Leaders as Helpers, Helpers as Leaders

At my school, I simply call myself a helper. I often say to students and parents, there are many helpers in our school. This universal concept implies safety, community and Online levitra support. Moreover, it offers understandable, common sch

oolwide language for elementary students. When students acknowledge me as a helper, it goes right to my heart. It means they understand the essential nature of my role, and they know I am a safe person to help them. Put simply, I believe we are in the helping profession. We help students and adults grow to be the best people they can be, now and for the future.

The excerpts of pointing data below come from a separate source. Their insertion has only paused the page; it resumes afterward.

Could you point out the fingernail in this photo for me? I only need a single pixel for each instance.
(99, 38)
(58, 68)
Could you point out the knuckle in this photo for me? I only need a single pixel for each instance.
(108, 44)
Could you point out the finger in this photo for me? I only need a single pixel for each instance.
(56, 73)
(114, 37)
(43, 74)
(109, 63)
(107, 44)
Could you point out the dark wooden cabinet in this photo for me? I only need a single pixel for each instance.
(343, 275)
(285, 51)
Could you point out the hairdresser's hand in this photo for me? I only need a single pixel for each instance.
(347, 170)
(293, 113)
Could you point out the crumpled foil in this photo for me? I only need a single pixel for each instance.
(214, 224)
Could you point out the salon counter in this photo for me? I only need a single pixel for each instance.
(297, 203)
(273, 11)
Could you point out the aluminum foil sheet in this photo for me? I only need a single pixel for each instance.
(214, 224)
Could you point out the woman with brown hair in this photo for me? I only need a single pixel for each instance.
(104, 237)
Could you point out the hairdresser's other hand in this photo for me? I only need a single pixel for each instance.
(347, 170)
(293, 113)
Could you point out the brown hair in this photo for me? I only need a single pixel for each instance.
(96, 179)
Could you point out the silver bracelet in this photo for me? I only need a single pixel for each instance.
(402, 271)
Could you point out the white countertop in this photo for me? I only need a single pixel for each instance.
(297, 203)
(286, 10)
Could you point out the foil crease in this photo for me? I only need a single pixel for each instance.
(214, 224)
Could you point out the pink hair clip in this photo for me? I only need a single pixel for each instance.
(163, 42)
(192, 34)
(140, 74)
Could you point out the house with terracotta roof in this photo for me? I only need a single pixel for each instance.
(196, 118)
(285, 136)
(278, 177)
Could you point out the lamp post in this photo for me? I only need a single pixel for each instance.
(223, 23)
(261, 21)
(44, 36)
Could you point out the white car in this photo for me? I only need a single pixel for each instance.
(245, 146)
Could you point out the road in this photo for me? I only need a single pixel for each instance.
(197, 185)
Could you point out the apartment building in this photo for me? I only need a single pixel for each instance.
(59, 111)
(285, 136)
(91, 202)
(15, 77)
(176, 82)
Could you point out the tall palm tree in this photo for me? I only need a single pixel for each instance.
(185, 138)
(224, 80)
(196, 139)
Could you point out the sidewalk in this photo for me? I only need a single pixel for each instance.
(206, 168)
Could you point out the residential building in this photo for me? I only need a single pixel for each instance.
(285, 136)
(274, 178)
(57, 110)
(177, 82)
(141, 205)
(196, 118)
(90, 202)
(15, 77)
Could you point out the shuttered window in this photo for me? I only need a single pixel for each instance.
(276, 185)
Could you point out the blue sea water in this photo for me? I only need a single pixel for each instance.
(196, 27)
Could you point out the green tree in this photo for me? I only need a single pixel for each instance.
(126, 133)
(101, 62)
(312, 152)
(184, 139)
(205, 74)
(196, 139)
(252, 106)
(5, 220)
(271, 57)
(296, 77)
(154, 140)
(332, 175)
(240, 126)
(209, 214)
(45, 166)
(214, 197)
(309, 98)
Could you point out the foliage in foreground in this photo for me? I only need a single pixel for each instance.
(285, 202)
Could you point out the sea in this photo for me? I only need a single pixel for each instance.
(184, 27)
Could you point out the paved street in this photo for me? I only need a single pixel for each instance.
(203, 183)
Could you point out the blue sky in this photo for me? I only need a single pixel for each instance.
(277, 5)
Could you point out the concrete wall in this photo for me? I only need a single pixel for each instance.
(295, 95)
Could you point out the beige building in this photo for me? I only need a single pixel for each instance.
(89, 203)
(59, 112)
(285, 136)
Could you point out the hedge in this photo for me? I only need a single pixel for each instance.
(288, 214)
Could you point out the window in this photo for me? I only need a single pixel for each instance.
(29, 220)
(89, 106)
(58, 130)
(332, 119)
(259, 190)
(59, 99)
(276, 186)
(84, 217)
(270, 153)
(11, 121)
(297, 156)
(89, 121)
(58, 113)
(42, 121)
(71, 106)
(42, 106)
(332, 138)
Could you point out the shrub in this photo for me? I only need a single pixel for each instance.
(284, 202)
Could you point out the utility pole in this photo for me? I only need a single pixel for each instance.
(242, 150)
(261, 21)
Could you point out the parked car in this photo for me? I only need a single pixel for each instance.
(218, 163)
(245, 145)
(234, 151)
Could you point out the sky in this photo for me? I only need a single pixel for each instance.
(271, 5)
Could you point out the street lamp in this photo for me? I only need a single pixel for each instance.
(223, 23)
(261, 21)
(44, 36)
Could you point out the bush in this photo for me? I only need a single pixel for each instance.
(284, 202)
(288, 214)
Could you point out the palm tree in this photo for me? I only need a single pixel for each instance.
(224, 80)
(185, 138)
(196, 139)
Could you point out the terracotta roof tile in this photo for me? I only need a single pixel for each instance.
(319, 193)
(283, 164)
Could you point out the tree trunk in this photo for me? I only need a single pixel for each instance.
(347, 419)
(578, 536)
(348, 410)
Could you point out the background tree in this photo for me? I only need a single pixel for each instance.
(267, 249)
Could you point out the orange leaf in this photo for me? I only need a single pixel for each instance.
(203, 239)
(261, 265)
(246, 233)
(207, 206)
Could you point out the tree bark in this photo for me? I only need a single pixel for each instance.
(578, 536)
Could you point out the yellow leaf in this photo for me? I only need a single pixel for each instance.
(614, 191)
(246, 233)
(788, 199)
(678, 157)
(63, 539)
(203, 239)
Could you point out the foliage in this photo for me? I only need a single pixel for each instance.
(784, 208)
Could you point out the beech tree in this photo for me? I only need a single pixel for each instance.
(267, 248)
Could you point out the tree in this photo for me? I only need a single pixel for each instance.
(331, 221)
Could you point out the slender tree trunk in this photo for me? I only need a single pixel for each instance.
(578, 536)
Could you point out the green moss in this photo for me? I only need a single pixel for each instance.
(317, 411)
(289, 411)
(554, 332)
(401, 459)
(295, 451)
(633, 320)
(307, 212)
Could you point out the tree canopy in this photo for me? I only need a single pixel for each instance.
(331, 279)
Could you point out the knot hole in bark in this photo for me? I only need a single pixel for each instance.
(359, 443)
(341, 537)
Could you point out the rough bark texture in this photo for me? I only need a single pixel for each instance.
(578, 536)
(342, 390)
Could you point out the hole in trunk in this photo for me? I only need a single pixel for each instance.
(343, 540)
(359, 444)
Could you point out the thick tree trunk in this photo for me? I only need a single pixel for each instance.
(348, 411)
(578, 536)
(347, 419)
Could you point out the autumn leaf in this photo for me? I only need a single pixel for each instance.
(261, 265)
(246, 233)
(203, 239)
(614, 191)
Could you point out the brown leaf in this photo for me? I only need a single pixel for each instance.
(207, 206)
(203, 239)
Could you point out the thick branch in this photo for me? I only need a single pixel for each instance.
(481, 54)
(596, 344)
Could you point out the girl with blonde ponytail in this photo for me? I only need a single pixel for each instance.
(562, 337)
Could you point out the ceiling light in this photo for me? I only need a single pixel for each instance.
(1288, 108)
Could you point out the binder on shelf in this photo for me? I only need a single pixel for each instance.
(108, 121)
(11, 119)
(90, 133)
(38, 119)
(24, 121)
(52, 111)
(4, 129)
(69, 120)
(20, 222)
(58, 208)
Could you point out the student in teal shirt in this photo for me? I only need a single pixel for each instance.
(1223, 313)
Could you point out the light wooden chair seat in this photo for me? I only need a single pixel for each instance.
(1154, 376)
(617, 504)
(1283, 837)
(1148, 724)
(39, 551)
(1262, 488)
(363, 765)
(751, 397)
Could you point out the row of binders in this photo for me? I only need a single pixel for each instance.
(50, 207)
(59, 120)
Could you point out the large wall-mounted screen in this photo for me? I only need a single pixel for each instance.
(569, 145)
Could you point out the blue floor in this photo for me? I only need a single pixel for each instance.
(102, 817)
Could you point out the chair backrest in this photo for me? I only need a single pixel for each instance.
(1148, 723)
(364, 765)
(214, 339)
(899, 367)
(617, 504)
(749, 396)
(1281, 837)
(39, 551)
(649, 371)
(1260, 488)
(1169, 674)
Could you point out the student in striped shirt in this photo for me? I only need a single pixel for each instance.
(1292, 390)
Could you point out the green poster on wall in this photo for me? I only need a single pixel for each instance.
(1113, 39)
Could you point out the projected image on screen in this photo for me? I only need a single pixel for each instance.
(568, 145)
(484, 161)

With credit to Pinterest, Shiseido USA

Teachers, secretaries, counselors, custodians, aides and parents – to name only a few are also everyday helpers. The events of December 14, 2012 diflucan latin america shook every helper in the most unimaginable way. For me, the Newtown tragedy halted me in my tracks; and at the same time, called my leadership into action. Like all schools, every helper in our schoolhouse and community worked quickly, collaboratively and instinctively to ensure the physical and psychological safety of our school and district. Every helper was a leader. On December 17 when we returned to school, so many said to me, “I am so glad we’re together.” Hugs, handshakes and sentimental messages were widely exchanged among our community. It meant everyone felt safe being together at school, and we wanted to unite as helpers and leaders, despite our trying to understand what could not be understood. Indeed, there was a familiar comfort and safety in helping others for all of us.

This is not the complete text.